8. R. Sivaraman, learned counsel appearing for the respondent assessee submitted that following the judgments referred above, the questions of law may be decided in favour of the assessee and the appeal may be dismissed.
9. In view of the submissions made by the learned counsel on either side, following the decision of this court dated 02.03.2021 made in T.C.A.No.975 of 2010 [cited supra], the Questions of Law are decided against the Revenue and in favour of the assessee. The appeal is liable to be dismissed.
6. Both the learned counsel for the appellant and also learned counsel for the respondent have submitted that as on date, the issue stands covered in favour of the appellant in terms of above decision.
7. However, the learned Senior Standing Counsel appearing for the respondent Department would submit that several appeals are pending in a batch of appeals before the Hon’ble Supreme Court in Civil Appeal Nos.9175 of 2018 etc., batch in the case of Commissioner of Income Tax Vs. M/s. Hewlett Packard Global Soft Limited. He further submitted that in terms of the decision of the Hon’ble Supreme Court in the case of Kunayammed and Others Vs. State of Kerala and another reported in 2000 (6) SCC 359, it cannot be said that the issue has attained finality.

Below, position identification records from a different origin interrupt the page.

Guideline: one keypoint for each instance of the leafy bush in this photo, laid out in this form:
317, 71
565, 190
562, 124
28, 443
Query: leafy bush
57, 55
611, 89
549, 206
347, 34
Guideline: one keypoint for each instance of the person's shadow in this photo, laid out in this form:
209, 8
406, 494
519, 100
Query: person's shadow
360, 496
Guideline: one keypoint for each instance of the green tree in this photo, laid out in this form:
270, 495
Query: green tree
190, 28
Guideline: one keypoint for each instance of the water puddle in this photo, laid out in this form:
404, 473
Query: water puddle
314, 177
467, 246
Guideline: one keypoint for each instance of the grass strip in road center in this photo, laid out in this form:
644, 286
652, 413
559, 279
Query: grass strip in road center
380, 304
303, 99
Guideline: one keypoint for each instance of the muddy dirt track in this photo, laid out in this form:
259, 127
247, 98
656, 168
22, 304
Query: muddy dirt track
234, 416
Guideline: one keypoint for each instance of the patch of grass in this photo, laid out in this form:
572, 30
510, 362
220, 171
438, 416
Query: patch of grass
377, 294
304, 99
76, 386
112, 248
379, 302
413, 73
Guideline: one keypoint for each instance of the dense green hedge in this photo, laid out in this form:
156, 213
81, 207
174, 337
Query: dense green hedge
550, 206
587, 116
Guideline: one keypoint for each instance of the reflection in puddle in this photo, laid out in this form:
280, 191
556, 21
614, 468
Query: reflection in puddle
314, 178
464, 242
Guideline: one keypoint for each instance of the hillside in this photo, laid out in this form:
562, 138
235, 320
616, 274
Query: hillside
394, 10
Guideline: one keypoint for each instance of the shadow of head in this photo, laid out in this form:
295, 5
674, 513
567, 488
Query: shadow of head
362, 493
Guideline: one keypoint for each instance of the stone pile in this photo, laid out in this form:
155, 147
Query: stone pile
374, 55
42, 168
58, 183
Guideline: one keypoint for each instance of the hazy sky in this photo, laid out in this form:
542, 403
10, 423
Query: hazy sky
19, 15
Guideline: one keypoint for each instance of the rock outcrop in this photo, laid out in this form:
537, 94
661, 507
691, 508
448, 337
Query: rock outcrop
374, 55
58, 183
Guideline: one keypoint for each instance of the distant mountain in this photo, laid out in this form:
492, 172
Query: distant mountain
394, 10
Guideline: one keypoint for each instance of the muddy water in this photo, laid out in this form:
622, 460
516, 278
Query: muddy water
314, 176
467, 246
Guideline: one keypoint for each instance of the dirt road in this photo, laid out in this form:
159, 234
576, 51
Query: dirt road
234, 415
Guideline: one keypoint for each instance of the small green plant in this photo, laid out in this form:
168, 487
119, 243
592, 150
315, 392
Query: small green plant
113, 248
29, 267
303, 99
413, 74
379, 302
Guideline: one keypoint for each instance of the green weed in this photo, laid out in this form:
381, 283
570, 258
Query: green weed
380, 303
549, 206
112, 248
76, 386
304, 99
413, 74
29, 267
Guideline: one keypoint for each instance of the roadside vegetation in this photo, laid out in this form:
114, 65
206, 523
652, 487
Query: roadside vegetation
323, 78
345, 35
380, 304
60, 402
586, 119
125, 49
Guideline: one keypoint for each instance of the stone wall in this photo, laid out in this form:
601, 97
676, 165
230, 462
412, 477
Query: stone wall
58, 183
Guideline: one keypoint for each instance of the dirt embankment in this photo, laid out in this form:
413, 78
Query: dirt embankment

8. In our considered view, since the issue is covered in favour of the appellant and considering the fact that the similar fact was decided in favour of the appellant by the Income Tax Appellate Tribunal ‘B’ Bench, Chennai vide order dated 23.07.2012, which is the appellant’s own case relating to the assessment year 2007-08 in I.T.A.No.1180/Mds/2012, we are inclined to answer the appeal in favour of the appellant.
9. Accordingly, this Tax Case Appeal is disposed of. No costs.